Accelerating Randomized Algorithms for Low-Rank Matrix Approximation
Abstract
Randomized algorithms are overwhelming methods for low-rank approximation that can alleviate the computational expenditure with great reliability compared to deterministic algorithms. A crucial thought is generating a standard Gaussian matrix G and subsequently obtaining the orthonormal basis of the range of AG for a given matrix A. Recently, the farPCA algorithm offers a framework for randomized algorithms, but the dense Gaussian matrix remains computationally expensive. Motivated by this, we introduce the standardized Bernoulli, sparse sign, and sparse Gaussian matrices to replace the standard Gaussian matrix in farPCA for accelerating computation.

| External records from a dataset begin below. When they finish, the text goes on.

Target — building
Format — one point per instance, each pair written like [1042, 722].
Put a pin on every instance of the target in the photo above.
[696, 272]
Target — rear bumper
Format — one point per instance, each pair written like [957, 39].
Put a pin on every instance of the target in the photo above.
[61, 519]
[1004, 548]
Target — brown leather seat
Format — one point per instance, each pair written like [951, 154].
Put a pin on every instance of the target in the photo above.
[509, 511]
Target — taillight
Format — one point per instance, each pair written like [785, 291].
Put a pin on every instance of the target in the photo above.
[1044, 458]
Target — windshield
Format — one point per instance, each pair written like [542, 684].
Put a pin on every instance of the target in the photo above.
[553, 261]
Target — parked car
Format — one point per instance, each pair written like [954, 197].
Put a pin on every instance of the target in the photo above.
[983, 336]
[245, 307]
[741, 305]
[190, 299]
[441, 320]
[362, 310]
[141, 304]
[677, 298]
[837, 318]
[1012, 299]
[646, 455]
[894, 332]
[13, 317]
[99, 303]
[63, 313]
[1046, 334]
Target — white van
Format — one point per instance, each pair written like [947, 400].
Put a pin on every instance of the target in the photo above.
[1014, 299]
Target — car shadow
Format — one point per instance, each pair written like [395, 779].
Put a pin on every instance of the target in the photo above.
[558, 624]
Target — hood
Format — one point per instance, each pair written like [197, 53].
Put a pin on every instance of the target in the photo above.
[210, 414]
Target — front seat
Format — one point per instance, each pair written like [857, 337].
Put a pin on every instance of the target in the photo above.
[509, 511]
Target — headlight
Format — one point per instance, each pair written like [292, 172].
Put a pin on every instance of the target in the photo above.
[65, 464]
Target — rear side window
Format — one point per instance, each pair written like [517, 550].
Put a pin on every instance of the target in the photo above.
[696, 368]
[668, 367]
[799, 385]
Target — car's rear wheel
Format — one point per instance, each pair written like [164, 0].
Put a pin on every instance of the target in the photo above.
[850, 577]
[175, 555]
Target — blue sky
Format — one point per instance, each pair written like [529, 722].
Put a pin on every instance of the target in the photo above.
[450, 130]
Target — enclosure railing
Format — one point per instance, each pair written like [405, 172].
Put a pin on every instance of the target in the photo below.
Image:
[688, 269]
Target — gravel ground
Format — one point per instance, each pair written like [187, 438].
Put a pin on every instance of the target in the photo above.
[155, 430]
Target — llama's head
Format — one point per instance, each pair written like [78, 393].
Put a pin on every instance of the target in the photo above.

These three matrices possess a low computational expenditure in matrix-matrix multiplication and converge in distribution to a standard Gaussian matrix when multiplied by an orthogonal matrix under a mild condition. Therefore, the three corresponding proposed algorithms can serve as a superior alternative to fast adaptive randomized PCA (farPCA). Finally, we leverage random matrix theory (RMT) to derive a tighter error bound for farPCA without shifted techniques. Additionally, we extend this improved error bound to the error analysis of our three fast algorithms, ensuring that the proposed methods deliver more accurate approximations for large-scale matrices. Numerical experiments validate that the three algorithms achieve asymptotically the same performance as farPCA but with lower costs, offering a more efficient approach to low-rank matrix approximation.